En corto tiempo se hizo amigos de todos y fue de los chicos que ayudó a acarrear ladrillos, mosaicos y arena entre otros materiales de la construcción para ayudar a levantar el club Tokio, que después integraría sus equipos juveniles. Ya de grande fue a cursar estudios a la Escuela de Agricultura y Ganadería de la Ciudad de Corrientes perteneciente a la Universidad del Nordeste. Fue buen estudiante y en su ambiente deportivo integró equipos estudiantiles y la primera de un importante club de básquetbol: el Córdoba correntino.

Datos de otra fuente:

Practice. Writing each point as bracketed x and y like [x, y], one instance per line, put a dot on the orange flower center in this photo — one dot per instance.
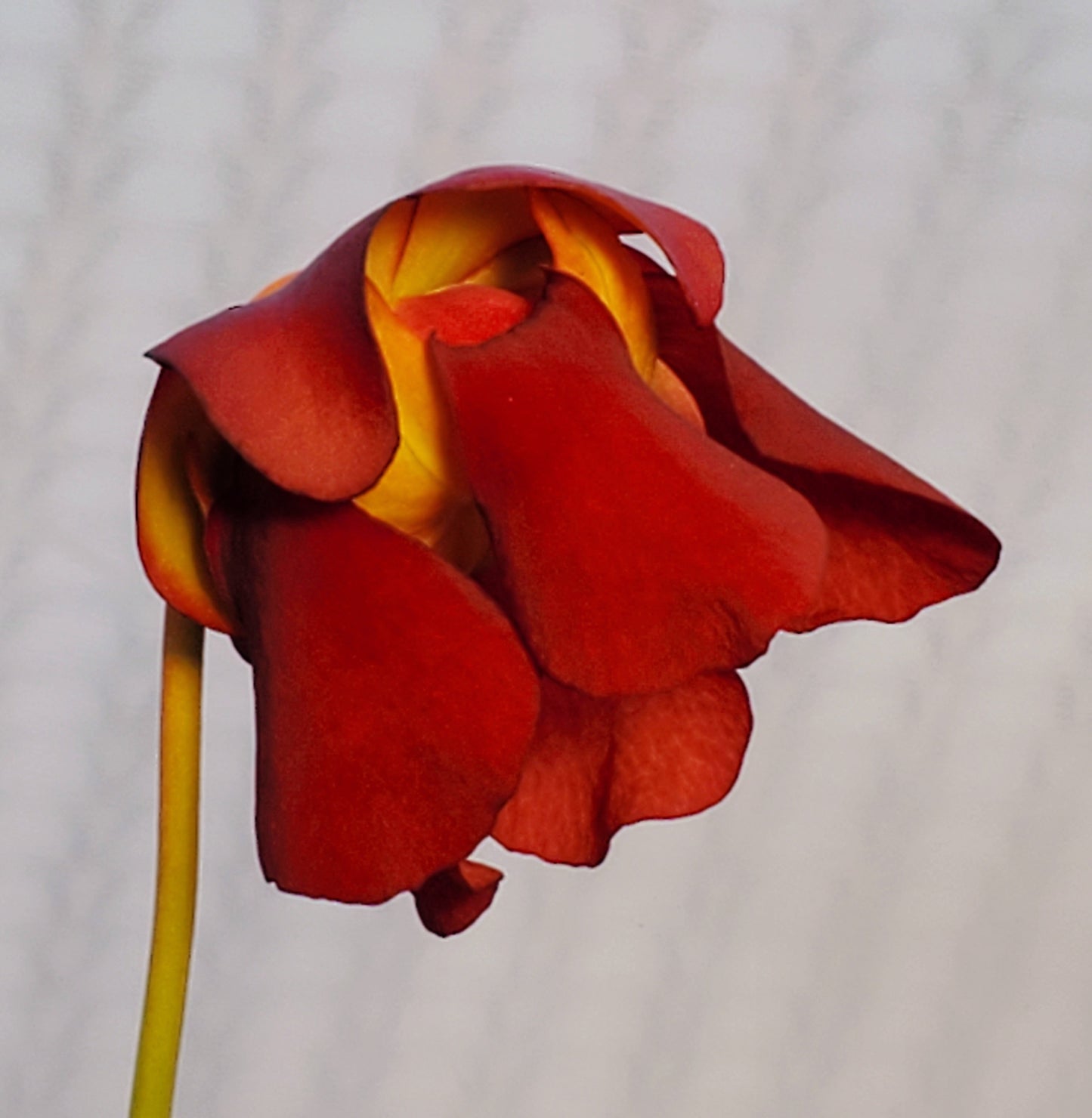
[467, 265]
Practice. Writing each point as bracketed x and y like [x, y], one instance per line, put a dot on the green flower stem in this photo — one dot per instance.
[176, 878]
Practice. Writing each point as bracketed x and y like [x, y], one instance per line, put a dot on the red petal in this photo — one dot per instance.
[465, 314]
[177, 449]
[295, 381]
[689, 246]
[896, 544]
[635, 550]
[600, 764]
[394, 701]
[451, 900]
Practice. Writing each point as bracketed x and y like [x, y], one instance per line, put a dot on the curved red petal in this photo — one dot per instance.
[636, 551]
[177, 449]
[451, 900]
[896, 544]
[295, 381]
[689, 246]
[463, 314]
[394, 701]
[596, 765]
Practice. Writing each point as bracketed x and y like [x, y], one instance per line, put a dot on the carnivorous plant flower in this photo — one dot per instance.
[497, 514]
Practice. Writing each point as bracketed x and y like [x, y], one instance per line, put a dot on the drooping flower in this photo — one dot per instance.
[496, 514]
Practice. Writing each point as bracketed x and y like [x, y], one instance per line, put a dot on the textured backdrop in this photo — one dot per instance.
[892, 913]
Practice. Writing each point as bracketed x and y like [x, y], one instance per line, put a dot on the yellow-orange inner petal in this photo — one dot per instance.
[438, 239]
[586, 247]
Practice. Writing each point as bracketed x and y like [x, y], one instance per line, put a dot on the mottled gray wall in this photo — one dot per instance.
[891, 916]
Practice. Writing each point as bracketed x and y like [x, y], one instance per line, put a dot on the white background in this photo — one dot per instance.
[892, 913]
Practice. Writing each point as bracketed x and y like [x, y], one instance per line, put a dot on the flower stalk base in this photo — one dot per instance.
[176, 880]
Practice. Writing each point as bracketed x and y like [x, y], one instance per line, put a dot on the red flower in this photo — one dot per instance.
[496, 514]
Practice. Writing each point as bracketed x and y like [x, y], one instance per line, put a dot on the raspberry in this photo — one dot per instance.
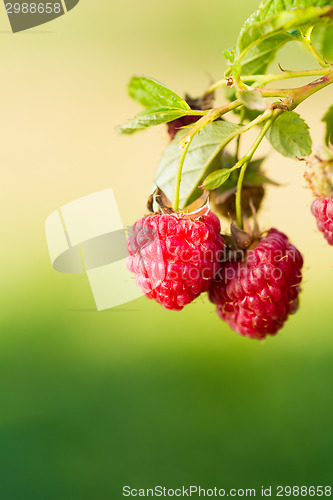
[175, 257]
[322, 209]
[256, 295]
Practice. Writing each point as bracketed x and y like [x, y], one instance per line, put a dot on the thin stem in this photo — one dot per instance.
[265, 79]
[179, 176]
[239, 195]
[242, 115]
[210, 117]
[308, 44]
[243, 163]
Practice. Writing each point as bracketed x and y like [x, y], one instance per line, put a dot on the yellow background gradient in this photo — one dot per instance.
[139, 395]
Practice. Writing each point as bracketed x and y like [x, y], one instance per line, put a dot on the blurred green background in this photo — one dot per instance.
[137, 395]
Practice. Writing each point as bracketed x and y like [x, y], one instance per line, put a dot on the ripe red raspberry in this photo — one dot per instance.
[256, 295]
[174, 257]
[322, 209]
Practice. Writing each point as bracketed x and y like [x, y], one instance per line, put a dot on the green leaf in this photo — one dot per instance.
[257, 59]
[261, 28]
[216, 179]
[322, 39]
[328, 119]
[162, 105]
[152, 94]
[205, 146]
[290, 136]
[150, 118]
[252, 99]
[271, 27]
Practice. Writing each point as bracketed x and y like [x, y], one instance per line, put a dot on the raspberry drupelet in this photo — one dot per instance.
[174, 256]
[256, 295]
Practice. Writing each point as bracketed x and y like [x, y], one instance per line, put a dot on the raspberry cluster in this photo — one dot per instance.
[174, 257]
[322, 209]
[255, 296]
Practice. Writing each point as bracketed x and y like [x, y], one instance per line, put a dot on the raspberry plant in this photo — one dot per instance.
[177, 251]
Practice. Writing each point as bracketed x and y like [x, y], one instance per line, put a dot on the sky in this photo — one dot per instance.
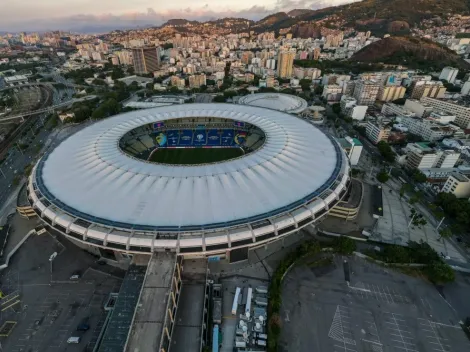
[105, 15]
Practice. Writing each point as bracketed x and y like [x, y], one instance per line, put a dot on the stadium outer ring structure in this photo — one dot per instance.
[287, 147]
[291, 104]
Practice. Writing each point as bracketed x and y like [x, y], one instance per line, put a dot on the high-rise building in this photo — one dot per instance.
[146, 60]
[449, 74]
[461, 112]
[432, 89]
[389, 93]
[196, 81]
[377, 132]
[285, 63]
[365, 92]
[125, 57]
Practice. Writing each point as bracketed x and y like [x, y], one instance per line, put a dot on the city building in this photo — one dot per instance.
[365, 92]
[391, 109]
[285, 63]
[125, 57]
[449, 74]
[427, 129]
[350, 109]
[419, 108]
[390, 93]
[16, 80]
[196, 81]
[432, 89]
[457, 184]
[332, 92]
[422, 156]
[461, 112]
[377, 132]
[146, 59]
[352, 147]
[177, 82]
[465, 90]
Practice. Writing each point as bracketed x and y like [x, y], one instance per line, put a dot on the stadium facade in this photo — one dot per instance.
[99, 189]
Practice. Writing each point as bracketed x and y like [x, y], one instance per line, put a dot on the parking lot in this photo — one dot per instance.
[377, 310]
[49, 311]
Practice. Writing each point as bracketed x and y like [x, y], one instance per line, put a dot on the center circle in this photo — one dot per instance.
[192, 141]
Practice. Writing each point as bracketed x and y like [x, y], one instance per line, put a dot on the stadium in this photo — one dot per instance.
[277, 101]
[128, 184]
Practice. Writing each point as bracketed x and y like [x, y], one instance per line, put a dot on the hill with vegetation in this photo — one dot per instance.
[411, 52]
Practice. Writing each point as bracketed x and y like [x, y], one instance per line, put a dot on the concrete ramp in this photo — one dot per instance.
[154, 316]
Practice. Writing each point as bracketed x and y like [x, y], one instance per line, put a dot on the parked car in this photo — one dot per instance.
[74, 339]
[84, 325]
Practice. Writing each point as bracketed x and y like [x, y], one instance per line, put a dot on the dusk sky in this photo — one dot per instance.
[96, 15]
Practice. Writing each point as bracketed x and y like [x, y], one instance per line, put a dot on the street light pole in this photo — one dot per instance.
[412, 219]
[18, 146]
[440, 223]
[51, 259]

Sin embargo la tragedia que sacudió al barrio y a la modorra posadeña ocurrió el 25 de diciembre del año l959, cuando corrió la trágica noticia de que a Higinio lo mató la guardia pretoriana del dictador paraguayo. Esta desgracia hizo correr el telón de la incógnita, porque un día de diciemre Higinio desapareció y no se lo volvió a ver nunca más. Después llegó la información que junto a otros juveniles paraguayos, inducidos por organizadores de zapa, cruzaron el río Paraná en humildes canoas para unirse a un supuesto contingente revolucionario que iban a derrocar al régimen del General Stroessner. Quimera absurda y sin organización alguna pues del otro lado ya esperaban las fuerzas armadas del dictador, al parecer sobre avisadas, y los novatos combatientes fueron apresados fácilmente. Higinio trató de escapar zambulléndose al río, y al salir a respirar certeros balazos terminaron con su vida cuando todavía no había cumplido 18 años de edad. Los organizadores del contingente de la avanzada liberadora fueron conspicuos hombres de trastienda, aquellos que detrás de los escritorios dicen animémonos y váyanse, como hicieron con los jóvenes de Malvinas.
Al año siguiente, después de la vacaciones, se descubrió una lectura póstuma que grabó Higinio en la madera de su pupitre ubicado en el último lugar de la fila: “Estoy solo y llorar no puedo, es triste mi situación”, decía. Nunca se sabrá si exponía su estado de ánimo, o escribía su propio epitafio, si comprendieron que se había truncado para siempre su sueño de ser Médico Veterinario.
PD: Moral y éticamente no se comprende a revisionistas modernos, que tratan de justificar y defender dictaduras.